The attorney, along with Councilwoman Kathee Burke-Gonzalez, the town board’s liaison on airport matters, met with several groups on Monday. It was followed by a presentation at a town board meeting Tuesday about the requirements for the application process, known as a Part 161 procedure.

 Complaints about aircraft noise rose sharply so far this year, showing a 133-percent increase from January through July this year, although the number of takeoffs and landings in that period were about the same as in 2016. This year, from January through July, 30,821 complaints were lodged, compared to 13,234 complaints for all of 2016. However, because of the way some complaints are filed, it is impossible to determine how many individuals or households filed the complaints, Mary Ellen Eagan, a consultant, said this week.

In order to gain approval from the F.A.A. to restrict aircraft traffic, the town would have to meet a number of requirements under the federal Airport Noise and Capacity Act, which was instituted to ensure standardization of noise restrictions at airports nationwide, The law requires that proposed regulations comply with six standards: that restrictions are reasonable, nonarbitrary, and nondiscriminatory, that they do not create an unreasonable burden on interstate or foreign commerce or burden other airports, that they do not impede safety or conflict with the law, and that there has been sufficient public comment and involvement. Proposed restrictions would be developed by the town board in consultation with its airport advisers and the public over the coming months if the application process gets underway.

Overnight curfews are likely to be among the goals; in effect for two summer seasons before being overruled by the court, the town believes they were effective and generally accepted by the aviation community.
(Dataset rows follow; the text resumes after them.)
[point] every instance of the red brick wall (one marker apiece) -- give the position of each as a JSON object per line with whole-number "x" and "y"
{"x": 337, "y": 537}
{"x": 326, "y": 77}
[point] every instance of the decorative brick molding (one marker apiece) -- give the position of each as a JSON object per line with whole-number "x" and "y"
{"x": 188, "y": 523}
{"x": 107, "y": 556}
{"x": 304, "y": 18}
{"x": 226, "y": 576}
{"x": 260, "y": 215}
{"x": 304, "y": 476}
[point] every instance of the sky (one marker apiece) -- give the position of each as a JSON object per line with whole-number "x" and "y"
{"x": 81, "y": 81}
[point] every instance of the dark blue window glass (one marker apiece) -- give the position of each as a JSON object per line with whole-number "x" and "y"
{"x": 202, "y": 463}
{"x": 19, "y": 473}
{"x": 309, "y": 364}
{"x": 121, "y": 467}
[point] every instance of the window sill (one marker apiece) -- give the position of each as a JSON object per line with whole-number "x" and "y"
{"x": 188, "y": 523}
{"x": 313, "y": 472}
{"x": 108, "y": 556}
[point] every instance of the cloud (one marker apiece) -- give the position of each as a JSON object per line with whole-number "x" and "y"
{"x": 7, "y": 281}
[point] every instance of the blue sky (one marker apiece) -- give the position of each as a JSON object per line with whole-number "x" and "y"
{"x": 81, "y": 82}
“The curfews worked,” Ms. Burke-Gonzalez said on Tuesday, “but we need to find something that would get us [able to limit] frequency. That’s the other piece of the puzzle.” A once-a-week limit on visits to the airport by noisy planes, adopted with the curfews in 2015, was barred at the outset by the court after the aviation industry sued. Also to be decided would be which aircraft would be restricted, based on standardized ratings of how noisy they are, from Stage One (noisiest) through Stage Three (quietest).

Only seven airports have attempted to gain F.A.A. permission for local regulation under the federal law, known as ANCA, and none have attempted to regulate Stage Three aircraft, likely to be the focus of East Hampton’s effort. Of the seven, two of the completed Part 161 applications were denied, four were abandoned by the airport owners, and one — from Naples, Fla. — was approved, for Stage Two jets. Naples spent five years on the process at unknown cost. Because many aircraft, including helicopters, fall into the Stage Three category, Mr. O’Connor suggested that East Hampton target them. 
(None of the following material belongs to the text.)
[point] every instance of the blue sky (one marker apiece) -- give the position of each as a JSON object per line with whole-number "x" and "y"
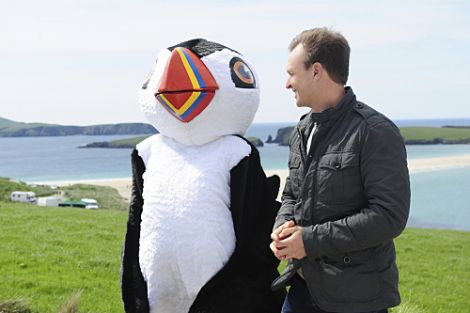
{"x": 81, "y": 62}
The two Part 161 applications that were fully reviewed and then denied by the F.A.A. were filed by Los Angeles International Airport and the Burbank-Glendale-Pasadena Airport, also in California. Ruling on these applications took 9 and 10 years and cost $3 million and $7 million, respectively.

While the outcomes of previous attempts might “seem to be very daunting and discouraging,” Mr. O’Connor said, the airports in question were “much larger commercial airports” with more extensive and complex issues to be considered.
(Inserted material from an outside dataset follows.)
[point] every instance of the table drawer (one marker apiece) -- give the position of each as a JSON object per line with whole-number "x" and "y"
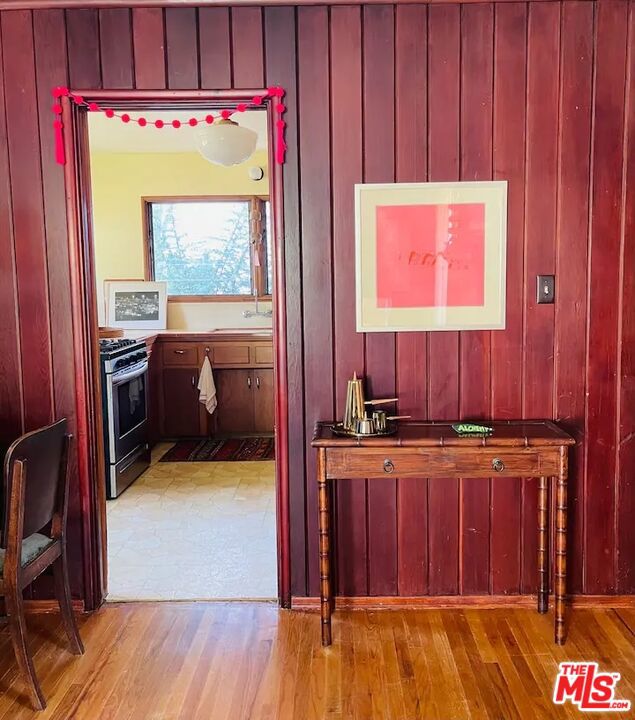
{"x": 440, "y": 462}
{"x": 175, "y": 353}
“I want to emphasize some of the unique circumstances of this airport and this community,” the attorney said. East Hampton has the advantage of having already tracked and compiled reports on airport operations and noise complaints, he said. He noted that in a ruling regarding a mandated helicopter route along Long Island’s North Shore, the F.A.A. had acknowledged the validity of noise complaints as a legitimate problem caused by air traffic.

And, although the Second Circuit Court of Appeals ruled against the town’s curfews, saying they could not be adopted without going through the Part 161 process, one of the panel’s judges called the overnight ban on takeoffs and landings reasonable, given the town’s data on disturbance to the community.

“The pros and cons will look very different,” Mr. O’Connor said. “I do believe the restrictions will provide great benefit to the community.”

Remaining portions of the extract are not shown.